不知火が密かに内心でビビる程の累計になっていくが、まるゆは眉一つ動かさずふんふんと言っている。
陸軍は新装備の開発に本当に注力しているようだ。
やがて、まるゆが顔を上げた。
「了解しました。全てそちらの条件で構いません!」
「確認を取らなくて大丈夫ですか?」
「はい。資源でのお支払いは助かります。開発部にある備蓄でいけますから」
「こちらも助かります。あと、資源の納品場所なのですが・・・」
まるゆと不知火は程なく握手をし、通信棟に入っていった。
「うひゃっほう!でかしたぞまるゆ!後でカステーラを2切れ遣わす!」
「ありがとうございます!」
「よし、私もすぐ向かう。輸送準備を頼む!」
「了解です!」
陸軍開発部で、通信機のスイッチを切ったあきつ丸はバンザイをした。
開発出来るアテもないのに、物資だけ渡されて上層部からせっつかれてた兵器が全部揃うなんて!
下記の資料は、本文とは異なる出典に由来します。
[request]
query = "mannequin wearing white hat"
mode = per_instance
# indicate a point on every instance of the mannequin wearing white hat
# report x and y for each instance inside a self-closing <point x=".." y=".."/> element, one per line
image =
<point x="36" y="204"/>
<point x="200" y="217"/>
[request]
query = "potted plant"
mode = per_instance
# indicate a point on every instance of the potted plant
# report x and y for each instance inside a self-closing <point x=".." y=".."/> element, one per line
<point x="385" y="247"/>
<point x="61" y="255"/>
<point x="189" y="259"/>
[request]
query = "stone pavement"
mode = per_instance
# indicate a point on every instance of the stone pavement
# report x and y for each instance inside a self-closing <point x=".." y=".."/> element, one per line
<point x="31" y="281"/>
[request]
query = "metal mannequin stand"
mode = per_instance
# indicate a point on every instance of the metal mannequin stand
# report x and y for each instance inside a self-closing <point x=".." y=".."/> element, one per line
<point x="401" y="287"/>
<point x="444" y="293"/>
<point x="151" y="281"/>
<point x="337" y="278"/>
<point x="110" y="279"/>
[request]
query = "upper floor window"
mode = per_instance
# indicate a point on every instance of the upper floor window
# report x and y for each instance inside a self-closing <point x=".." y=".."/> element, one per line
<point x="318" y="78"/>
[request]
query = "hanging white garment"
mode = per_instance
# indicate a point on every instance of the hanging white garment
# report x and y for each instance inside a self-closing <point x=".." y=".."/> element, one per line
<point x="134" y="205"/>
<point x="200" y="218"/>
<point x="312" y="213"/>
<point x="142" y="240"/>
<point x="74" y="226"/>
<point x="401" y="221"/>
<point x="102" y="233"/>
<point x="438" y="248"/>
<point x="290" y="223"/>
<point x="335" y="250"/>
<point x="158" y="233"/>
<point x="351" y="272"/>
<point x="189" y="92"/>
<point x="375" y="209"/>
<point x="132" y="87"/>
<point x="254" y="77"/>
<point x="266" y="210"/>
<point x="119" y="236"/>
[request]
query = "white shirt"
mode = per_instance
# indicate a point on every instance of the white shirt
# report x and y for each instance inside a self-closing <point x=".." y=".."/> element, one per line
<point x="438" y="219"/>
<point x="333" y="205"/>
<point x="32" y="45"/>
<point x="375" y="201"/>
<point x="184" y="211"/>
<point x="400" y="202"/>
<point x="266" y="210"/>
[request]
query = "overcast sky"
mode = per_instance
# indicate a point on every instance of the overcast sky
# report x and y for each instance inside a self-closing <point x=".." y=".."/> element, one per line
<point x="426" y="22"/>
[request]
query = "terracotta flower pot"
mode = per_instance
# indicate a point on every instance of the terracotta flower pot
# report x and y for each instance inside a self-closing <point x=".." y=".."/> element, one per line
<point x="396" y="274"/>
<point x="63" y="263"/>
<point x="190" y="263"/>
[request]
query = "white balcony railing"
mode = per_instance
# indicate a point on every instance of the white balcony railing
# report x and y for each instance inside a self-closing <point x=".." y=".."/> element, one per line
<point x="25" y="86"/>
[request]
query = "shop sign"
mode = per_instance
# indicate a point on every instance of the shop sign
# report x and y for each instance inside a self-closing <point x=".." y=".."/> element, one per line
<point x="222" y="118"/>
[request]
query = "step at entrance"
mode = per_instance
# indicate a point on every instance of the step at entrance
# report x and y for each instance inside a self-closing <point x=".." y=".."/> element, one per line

しかも物資払いなら開発したのに物資があるというおかしな事になることも無い!
期末で予算は使い果たしてたからまさに渡りに舟!なんて気配りだ!
ギリギリだ。ギリギリすぎるが間に合った!
頭痛の種が全部消えた!
これで来年度も開発が続けられる!
これぞ天恵!感謝します神様仏様文月様。
さぁ急ごう。最優先事項だ!
まるゆはビート板持ってバタ足で泳いでるという方に300ペソ。